Godwin's law


Godwin's law is an Internet adage asserting that "as an online discussion grows longer, the probability of a comparison involving Nazis or Hitler approaches 1". That is, if an online discussion goes on long enough, sooner or later someone will compare someone or something to Adolf Hitler or his deeds, the point at which effectively the discussion or thread often ends.
Promulgated by the American attorney and author Mike Godwin in 1990, Godwin's law originally referred specifically to Usenet newsgroup discussions. He stated that he introduced Godwin's law in 1990 as an experiment in memetics. It is now applied to any threaded online discussion, such as Internet forums, chat rooms, and comment threads, as well as to speeches, articles, and other rhetoric where reductio ad Hitlerum occurs.
In 2012, "Godwin's law" became an entry in the third edition of the Oxford English Dictionary.

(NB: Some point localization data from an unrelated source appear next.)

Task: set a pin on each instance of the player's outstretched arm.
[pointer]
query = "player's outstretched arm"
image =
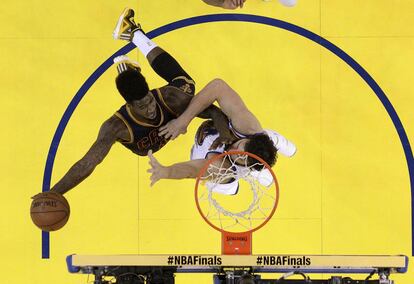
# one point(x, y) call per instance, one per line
point(107, 136)
point(189, 169)
point(226, 4)
point(230, 103)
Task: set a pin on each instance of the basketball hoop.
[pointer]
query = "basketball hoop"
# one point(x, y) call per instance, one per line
point(236, 193)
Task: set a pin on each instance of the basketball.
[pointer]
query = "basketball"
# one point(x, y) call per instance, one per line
point(49, 211)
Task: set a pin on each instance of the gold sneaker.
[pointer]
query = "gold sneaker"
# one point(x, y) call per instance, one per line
point(126, 26)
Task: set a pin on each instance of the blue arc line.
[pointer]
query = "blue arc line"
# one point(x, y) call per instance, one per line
point(231, 18)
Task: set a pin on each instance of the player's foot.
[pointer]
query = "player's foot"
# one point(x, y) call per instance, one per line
point(124, 63)
point(126, 26)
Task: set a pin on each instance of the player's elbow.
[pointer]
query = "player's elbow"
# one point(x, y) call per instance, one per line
point(218, 83)
point(85, 168)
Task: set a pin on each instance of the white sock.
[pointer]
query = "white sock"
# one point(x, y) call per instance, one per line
point(144, 44)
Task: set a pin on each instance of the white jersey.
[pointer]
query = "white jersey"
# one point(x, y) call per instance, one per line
point(201, 147)
point(207, 135)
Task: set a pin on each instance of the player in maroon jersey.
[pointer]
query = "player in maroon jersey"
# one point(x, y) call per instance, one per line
point(136, 124)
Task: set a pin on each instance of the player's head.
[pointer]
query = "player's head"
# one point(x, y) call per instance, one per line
point(132, 85)
point(260, 145)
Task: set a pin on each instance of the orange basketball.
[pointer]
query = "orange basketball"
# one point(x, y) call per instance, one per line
point(49, 211)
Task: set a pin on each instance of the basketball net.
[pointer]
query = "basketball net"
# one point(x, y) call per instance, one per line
point(237, 194)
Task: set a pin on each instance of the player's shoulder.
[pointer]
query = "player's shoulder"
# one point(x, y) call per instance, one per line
point(114, 127)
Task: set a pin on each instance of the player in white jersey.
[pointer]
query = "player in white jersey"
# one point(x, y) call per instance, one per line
point(249, 136)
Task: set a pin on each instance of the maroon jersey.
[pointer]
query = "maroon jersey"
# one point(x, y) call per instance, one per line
point(144, 133)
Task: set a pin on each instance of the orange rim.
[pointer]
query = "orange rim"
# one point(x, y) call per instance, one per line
point(204, 169)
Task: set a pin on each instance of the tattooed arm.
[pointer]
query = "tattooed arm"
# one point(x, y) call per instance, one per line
point(110, 131)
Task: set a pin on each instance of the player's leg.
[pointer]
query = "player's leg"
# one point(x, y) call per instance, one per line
point(161, 61)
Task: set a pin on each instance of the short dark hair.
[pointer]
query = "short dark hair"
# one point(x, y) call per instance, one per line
point(262, 146)
point(132, 85)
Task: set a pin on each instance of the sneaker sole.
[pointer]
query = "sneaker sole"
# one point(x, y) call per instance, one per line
point(115, 33)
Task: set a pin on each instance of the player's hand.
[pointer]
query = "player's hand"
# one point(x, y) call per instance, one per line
point(221, 141)
point(157, 170)
point(233, 4)
point(173, 129)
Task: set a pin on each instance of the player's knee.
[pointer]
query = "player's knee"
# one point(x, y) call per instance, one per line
point(132, 85)
point(262, 146)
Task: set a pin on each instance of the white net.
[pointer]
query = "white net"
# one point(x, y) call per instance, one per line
point(237, 195)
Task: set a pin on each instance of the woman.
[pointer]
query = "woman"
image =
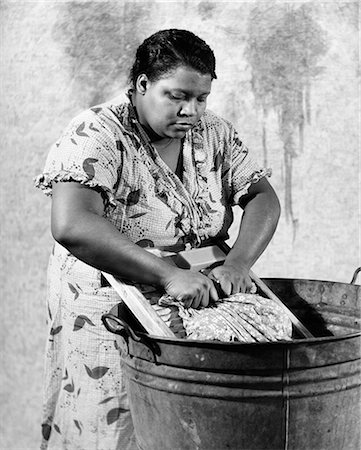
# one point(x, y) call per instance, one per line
point(158, 171)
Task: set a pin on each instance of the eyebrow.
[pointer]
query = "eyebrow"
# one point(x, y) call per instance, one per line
point(185, 91)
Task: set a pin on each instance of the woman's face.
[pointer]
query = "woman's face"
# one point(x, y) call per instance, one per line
point(170, 106)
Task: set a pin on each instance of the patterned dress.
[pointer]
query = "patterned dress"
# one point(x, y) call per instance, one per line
point(105, 148)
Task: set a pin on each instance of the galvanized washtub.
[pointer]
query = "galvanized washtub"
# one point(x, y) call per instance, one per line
point(203, 395)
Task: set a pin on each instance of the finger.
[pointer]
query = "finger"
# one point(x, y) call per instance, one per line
point(243, 287)
point(236, 285)
point(196, 301)
point(226, 287)
point(204, 300)
point(213, 294)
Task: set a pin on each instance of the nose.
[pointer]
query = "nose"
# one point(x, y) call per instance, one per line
point(189, 108)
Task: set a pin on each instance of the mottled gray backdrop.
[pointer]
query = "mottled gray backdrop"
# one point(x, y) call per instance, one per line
point(287, 77)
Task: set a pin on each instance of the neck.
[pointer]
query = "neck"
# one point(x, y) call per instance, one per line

Generalization, corollaries, usage

There are many corollaries to Godwin's law, some considered more canonical than others. For example, there is a tradition in many newsgroups and other Internet discussion forums that, when a Hitler comparison is made, the thread is finished and whoever made the comparison loses whatever debate is in progress. This principle is itself frequently referred to as Godwin's law.
Godwin's law itself can be abused as a distraction, diversion or even as censorship, fallaciously miscasting an opponent's argument as hyperbole when the comparisons made by the argument are actually appropriate.
Mike Godwin himself has also criticized the overapplication of Godwin's law, claiming it does not articulate a fallacy; it is instead framed as a memetic tool to reduce the incidence of inappropriate, hyperbolic comparisons. "Although deliberately framed as if it were a law of nature or of mathematics," Godwin wrote, "its purpose has always been rhetorical and pedagogical: I wanted folks who glibly compared someone else to Hitler to think a bit harder about the Holocaust."

Exceptions

In December 2015, Godwin commented on the Nazi and fascist comparisons being made by several articles about Republican presidential candidate Donald Trump, saying: "If you're thoughtful about it and show some real awareness of history, go ahead and refer to Hitler when you talk about Trump, or any other politician." In August 2017, Godwin made similar remarks on social networking websites Facebook and Twitter with respect to the two previous days' Unite the Right rally in Charlottesville, Virginia, endorsing and encouraging efforts to compare its alt-right organizers to Nazis.
In June, 2018, Godwin wrote an opinion piece in the Los Angeles Times which denied the need to update or amend the rule, and which rejects the idea that whoever invokes Godwin's Law has lost their argument, and which argues that appropriate application of the rule "should function less as a conversation ender and more as a conversation starter".
In October 2018, Godwin said on Twitter that it was acceptable to call Brazilian politician Jair Bolsonaro, who had won the first round and later the second round of the presidential election, a "Nazi".
In June 2019, after Chris Hayes invoked Godwin's Law in a discussion of whether it was appropriate to call the United States's refugee detention centers "concentration camps", Godwin explicitly stated his belief that the term "concentration camps" was appropriate.